康二に、二度と近寄るな、と言った効果は絶大で、現場で一緒になることがあっても、わざとらしいくらい康二は俺から離れたところにいた。
そんな日々が少し続いて、ついに心配した阿部ちゃんが、俺に聞いてきた。
💚「翔太、康二と喧嘩でもした?」
💙「喧嘩はしてないけど、二度と近づくなとは言った」
💚「もう。なんでそんなこと言うの?」
💙「うるせえ。人の人間関係に口を出すな」
責められるとすぐにキレてしまう。俺の悪い癖が出た。
阿部ちゃんは悲しそうな顔をして、みんなの所へ戻って行った。
いつも9人が本当に仲が良いから、ちょっとしたいさかいがあっても、大抵はすぐに仲直りをする。阿部ちゃんも大したことないと思って気を遣ってくれたんだろう。
でもまさか、康二と酒の勢いでヤッてしまったけど、謝られてムカついたから無視してるとは言えまい。

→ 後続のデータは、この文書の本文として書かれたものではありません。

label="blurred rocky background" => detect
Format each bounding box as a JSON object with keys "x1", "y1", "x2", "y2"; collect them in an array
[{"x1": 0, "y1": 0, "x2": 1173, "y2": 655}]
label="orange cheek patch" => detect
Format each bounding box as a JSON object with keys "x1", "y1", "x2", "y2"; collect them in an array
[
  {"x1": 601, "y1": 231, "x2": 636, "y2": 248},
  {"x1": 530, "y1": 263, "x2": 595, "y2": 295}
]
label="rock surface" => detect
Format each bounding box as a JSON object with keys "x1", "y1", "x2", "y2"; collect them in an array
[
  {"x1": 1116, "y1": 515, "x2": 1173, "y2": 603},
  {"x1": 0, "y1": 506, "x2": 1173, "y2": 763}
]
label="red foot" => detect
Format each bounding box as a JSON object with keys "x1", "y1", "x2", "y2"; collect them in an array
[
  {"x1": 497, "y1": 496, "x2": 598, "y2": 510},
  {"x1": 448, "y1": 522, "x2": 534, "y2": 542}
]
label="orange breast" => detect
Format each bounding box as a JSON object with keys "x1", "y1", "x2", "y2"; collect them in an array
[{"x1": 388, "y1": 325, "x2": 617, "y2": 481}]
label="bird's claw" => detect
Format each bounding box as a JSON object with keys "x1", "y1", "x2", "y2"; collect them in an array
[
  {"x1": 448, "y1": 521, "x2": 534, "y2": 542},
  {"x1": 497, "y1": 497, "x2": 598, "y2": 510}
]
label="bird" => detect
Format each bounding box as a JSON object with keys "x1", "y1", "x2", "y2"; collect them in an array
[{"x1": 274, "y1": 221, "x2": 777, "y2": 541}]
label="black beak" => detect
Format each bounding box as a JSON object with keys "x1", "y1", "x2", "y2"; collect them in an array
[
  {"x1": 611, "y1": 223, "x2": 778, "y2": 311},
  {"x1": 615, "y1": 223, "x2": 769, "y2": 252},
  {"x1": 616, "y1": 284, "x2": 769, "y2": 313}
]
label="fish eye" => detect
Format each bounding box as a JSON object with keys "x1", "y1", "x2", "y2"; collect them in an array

なんか色々ぶっ飛んでるし、俺自体もまだ処理できていないのだ。なんなら考えるのもめんどくさくて放棄している。
だが、康二の顔を見るとどうしても思い出してしまう。
康二にむちゃくちゃにキスされたこととか、康二が好き好きってめちゃくちゃ言ってたな…とか。
俺は思い出して、顔が火照ってしまった。
💙「いかん。仕事に打ち込もう」
仕事を終え、送りの車を目指し歩いていると、康二が走って追いかけてきた。
🧡「しょっぴー!!待ってよ!!!」
俺に二度と近づくなと言っただろうが。
睨みつけようと振り返ったら、康二は怒っていた。
🧡「なんで阿部ちゃんをいじめるん?」
💙「いじめてねえし」
🧡「阿部ちゃん、ショック受けてたで」
あーもう全てがウザい。
元はと言えばてめえが元凶じゃねえか。
俺は言い返そうとして、これじゃまた悪循環だと気づいた。
💙「阿部にはちゃんと謝っとくから。それでいいか?」
🧡「ついでに俺のことも、許してくれへん?」
💙「お前なあ……」
🧡「もう二度とあんなことせえへんし、ベタベタもせんから…」
💙「………ほんとだな?」
康二はぶんぶんっと、力一杯頷いている。俺は康二を許すことにした。
よし、これで元通り。
あのことは無かったこととして生きよう。
俺は前を向いて歩いて行くんだ。
🧡「でも、俺のこと、そういう目で見てほしい」
💙「はぁぁ???」
コケるかと思った。
こいつ、まだそんなこと言ってるのか。
🧡「好きやねん。ほんまに、大好きやねん」
💙「俺は好きじゃないから」
特大のカウンターパンチを決めて、俺は康二をその場に置き去りにした。